Jasmila Zbanic : « Grbavica est un quartier tout près de l’immeuble dans lequel je vis. Pendant la guerre, cette zone était assiégée par l’Armée Serbo-Monténégrine, et transformée en camp de guerre spécial, où la population était torturée. Lorsque vous marchez dans Grbavica aujourd’hui, vous pouvez voir des immeubles typiques du régime socialiste, des résidents locaux, des magasins, des enfants, des chiens … Mais en même temps, vous pouvez sentir la présence de quelque chose d’indicible et d’invisible, cet étrange sensation d’être dans un endroit marqué par la souffrance humaine. Grbavica est un microcosme auquel appartiennent Esma et les autres protagonistes. Etymologiquement, le mot Grbavica veut dire "la femme bossue". Même si c’est un peu difficile à prononcer, ce mot ingrat donne une bonne idée du monde d’Esma. »

- : « Quelle est la genèse de l’histoire ? »

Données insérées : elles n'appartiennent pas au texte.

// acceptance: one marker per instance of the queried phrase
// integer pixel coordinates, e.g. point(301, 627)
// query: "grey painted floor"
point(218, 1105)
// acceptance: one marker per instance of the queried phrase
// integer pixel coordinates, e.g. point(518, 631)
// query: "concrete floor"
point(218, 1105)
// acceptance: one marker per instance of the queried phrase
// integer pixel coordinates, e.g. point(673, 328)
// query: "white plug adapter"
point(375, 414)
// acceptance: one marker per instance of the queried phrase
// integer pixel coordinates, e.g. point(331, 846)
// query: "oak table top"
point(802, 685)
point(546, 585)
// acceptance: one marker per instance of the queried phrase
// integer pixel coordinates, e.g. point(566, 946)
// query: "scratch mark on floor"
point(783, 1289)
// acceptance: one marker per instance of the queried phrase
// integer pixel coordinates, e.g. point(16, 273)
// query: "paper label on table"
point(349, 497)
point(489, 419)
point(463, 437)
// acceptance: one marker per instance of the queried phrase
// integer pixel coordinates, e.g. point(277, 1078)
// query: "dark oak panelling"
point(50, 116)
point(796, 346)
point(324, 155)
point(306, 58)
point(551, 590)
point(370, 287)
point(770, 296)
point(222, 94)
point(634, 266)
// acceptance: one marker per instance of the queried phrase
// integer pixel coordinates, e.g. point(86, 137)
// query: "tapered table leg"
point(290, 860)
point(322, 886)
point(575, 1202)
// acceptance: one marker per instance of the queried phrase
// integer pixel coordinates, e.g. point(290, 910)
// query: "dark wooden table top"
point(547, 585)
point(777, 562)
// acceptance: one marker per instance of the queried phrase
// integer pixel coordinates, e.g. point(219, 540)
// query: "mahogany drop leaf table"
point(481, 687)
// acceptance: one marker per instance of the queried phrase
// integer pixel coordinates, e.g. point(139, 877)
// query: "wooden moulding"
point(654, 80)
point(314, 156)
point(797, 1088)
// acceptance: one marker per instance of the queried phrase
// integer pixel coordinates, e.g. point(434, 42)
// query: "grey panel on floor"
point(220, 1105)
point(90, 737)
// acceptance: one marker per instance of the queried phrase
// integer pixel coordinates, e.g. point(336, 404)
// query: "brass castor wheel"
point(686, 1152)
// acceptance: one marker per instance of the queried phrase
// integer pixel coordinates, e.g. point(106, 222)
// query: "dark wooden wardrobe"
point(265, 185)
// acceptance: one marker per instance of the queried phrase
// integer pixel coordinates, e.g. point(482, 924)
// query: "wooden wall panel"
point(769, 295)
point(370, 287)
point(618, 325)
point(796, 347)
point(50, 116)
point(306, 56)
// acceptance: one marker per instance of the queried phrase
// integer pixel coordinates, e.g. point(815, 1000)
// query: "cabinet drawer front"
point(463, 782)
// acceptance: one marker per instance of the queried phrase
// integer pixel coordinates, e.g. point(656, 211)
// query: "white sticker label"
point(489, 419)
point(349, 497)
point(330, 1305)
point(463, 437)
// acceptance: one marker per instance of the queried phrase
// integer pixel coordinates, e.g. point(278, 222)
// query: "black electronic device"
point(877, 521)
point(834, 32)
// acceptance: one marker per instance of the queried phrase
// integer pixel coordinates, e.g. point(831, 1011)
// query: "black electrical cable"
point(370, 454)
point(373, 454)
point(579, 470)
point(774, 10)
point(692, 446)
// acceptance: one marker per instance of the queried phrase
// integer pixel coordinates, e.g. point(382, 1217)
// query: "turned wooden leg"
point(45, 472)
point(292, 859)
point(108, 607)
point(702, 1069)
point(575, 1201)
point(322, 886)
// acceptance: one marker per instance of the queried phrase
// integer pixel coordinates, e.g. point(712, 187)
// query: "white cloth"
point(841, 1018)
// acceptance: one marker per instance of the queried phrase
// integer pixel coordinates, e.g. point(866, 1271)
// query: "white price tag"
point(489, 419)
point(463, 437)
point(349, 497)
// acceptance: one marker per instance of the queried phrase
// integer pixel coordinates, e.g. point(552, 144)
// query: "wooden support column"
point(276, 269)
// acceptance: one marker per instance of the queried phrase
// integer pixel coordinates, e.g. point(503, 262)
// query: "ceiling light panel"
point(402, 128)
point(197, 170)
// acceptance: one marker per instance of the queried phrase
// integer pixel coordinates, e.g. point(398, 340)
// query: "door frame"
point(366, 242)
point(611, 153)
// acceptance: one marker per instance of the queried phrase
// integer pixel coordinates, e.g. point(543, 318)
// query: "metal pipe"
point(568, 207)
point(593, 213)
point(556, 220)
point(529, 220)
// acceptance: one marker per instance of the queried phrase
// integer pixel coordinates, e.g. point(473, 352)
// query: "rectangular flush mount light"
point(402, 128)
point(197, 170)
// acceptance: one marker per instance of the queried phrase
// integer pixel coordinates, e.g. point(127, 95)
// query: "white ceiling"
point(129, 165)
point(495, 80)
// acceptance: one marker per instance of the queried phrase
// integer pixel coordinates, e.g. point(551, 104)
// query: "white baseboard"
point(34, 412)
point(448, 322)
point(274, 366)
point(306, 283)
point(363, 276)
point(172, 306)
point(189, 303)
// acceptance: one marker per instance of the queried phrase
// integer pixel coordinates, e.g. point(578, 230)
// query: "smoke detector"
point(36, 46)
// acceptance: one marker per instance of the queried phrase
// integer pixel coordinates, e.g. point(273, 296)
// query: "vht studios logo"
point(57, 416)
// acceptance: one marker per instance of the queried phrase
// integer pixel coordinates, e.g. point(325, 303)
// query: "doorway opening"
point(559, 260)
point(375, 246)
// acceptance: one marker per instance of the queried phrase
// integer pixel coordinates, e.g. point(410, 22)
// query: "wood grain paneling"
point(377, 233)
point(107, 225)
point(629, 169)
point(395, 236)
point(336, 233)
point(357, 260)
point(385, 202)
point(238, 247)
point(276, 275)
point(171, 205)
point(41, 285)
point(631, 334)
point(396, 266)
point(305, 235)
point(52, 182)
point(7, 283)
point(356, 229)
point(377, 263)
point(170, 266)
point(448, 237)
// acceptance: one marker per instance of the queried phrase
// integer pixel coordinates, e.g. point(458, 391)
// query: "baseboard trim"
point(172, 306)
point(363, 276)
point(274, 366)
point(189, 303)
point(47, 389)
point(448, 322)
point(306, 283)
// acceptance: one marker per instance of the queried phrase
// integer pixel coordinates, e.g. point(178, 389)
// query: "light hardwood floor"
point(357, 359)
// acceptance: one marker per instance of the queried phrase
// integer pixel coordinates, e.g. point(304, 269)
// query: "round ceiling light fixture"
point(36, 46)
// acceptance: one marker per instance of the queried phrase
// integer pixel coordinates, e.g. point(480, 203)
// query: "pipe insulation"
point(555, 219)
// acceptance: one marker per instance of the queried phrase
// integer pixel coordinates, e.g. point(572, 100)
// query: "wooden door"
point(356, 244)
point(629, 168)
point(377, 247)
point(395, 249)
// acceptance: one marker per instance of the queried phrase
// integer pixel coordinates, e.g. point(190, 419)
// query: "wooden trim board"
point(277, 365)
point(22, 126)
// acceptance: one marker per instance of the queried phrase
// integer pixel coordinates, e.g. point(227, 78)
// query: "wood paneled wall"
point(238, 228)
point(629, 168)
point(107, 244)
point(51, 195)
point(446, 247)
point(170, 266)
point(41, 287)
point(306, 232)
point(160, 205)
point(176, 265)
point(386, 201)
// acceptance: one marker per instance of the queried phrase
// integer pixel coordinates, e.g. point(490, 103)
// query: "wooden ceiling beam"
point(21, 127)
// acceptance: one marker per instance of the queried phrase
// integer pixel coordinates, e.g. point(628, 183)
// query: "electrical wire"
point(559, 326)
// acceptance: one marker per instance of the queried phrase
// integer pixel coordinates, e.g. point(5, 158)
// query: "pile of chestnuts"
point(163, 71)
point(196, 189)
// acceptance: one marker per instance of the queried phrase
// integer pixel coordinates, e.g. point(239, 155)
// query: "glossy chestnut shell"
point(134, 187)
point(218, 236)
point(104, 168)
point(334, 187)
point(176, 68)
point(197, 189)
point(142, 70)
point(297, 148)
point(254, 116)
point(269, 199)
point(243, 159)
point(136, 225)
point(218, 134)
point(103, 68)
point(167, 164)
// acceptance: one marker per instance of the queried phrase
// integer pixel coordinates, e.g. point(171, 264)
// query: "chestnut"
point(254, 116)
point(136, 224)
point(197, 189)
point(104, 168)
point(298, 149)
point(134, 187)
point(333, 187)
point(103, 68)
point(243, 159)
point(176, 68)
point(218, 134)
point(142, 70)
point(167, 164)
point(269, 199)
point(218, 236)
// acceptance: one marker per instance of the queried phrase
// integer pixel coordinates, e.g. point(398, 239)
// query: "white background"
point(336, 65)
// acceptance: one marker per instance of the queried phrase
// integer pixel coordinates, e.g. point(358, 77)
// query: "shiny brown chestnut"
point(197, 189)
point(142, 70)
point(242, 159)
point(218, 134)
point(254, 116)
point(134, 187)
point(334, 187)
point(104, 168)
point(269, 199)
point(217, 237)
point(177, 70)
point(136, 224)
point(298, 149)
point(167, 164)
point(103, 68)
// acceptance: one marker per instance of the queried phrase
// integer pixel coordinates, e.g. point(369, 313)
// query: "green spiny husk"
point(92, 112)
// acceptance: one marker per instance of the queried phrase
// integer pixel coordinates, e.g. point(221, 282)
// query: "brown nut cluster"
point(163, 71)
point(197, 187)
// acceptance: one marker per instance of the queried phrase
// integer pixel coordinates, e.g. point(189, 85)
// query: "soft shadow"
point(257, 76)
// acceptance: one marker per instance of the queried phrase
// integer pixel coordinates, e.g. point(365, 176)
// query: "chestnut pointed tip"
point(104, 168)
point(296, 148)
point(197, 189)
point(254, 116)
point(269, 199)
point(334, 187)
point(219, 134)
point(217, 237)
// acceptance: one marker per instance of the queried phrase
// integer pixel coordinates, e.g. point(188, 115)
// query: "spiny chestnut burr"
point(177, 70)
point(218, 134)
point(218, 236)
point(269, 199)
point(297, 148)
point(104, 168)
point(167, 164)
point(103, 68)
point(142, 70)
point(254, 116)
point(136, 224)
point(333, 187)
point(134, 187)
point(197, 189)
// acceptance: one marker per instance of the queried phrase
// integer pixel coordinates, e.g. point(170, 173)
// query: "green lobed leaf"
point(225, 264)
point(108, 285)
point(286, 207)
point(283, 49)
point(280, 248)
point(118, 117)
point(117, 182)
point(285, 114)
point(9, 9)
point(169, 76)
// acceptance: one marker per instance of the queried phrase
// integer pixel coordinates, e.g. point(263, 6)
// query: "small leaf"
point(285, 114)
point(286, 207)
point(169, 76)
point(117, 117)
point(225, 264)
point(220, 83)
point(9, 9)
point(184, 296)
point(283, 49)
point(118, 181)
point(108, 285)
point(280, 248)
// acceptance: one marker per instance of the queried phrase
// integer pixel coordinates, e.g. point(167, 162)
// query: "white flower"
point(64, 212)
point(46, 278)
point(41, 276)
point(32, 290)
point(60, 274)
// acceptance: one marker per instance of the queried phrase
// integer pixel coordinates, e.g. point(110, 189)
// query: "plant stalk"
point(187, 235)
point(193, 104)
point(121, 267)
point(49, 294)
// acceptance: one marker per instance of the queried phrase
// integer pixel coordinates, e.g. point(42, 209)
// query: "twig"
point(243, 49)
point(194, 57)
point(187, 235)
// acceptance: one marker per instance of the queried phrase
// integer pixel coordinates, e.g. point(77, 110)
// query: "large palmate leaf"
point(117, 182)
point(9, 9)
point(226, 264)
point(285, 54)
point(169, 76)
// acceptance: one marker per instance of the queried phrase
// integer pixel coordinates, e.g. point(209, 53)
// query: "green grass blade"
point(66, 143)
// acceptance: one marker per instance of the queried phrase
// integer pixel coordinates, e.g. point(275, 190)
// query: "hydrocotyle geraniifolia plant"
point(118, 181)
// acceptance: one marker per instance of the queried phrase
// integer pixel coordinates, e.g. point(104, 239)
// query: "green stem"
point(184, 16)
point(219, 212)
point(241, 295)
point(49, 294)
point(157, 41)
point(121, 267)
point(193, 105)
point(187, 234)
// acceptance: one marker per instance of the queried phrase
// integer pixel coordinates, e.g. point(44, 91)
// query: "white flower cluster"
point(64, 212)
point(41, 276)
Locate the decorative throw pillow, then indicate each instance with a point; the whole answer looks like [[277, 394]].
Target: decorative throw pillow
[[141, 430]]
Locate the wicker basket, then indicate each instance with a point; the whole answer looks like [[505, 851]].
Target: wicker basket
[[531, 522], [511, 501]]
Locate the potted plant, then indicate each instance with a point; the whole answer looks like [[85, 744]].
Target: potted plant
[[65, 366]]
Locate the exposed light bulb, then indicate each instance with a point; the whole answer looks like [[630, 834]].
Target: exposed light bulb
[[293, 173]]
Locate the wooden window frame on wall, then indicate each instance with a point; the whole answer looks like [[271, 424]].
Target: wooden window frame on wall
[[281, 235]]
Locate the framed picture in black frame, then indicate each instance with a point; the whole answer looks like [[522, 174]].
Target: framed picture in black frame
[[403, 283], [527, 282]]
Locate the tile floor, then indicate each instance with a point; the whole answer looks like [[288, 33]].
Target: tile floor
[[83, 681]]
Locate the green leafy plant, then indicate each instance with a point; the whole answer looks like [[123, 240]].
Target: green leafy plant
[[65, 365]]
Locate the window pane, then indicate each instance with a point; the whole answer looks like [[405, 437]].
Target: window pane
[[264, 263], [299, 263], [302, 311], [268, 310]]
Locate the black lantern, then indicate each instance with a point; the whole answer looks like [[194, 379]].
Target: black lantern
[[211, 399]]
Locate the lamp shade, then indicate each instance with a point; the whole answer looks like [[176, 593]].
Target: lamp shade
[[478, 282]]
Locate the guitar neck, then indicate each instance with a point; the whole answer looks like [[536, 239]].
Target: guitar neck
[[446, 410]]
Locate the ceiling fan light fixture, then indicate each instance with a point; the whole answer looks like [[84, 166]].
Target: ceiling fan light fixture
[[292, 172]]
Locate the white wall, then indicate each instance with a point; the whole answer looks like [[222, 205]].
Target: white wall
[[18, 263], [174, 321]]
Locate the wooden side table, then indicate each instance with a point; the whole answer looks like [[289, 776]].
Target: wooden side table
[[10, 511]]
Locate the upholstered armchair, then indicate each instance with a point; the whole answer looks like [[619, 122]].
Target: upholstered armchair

J. Z. : « Lorsque la guerre a éclaté, j’étais contente parce que mes examens de maths étaient annulés. J’étais une adolescente et ce qui m’intéressait le plus, c’était le sexe, ou plutôt parler de sexe, rêver de sexe comme de la plus haute manifestation de l’amour. Mais en 1992, tout a changé brusquement et j’ai réalisé que je vivais une guerre, dans laquelle le sexe était utilisé comme une arme de guerre pour humilier les femmes et provoquer la destruction d’une communauté ethnique ! 20.000 femmes ont été systématiquement violées pendant la guerre en Bosnie. Je vivais à 100 mètres de la ligne de front et pourtant c’était cette facette du conflit qui m’effrayait le plus. Dès lors, le viol et ses conséquences sont devenus pour moi une obsession : je lisais tout ce qui avait trait à ce sujet. Je ne savais pas encore pourquoi je le faisais ni ce que je voulais en faire. Lorsque mon enfant est né, cet enfant qui est le fruit de l’amour, devant cette maternité qui a remué tout une série d’émotions en moi, j’ai reçu un immense choc. Je me suis demandé quel sens émotionnel cette maternité pouvait avoir pour une femme dont l’enfant avait été conçu dans la haine. C’est à ce moment là que j’ai compris ce que j’attendais de Sarajevo, mon amour et que je l’ai écrit, entre deux tétées. »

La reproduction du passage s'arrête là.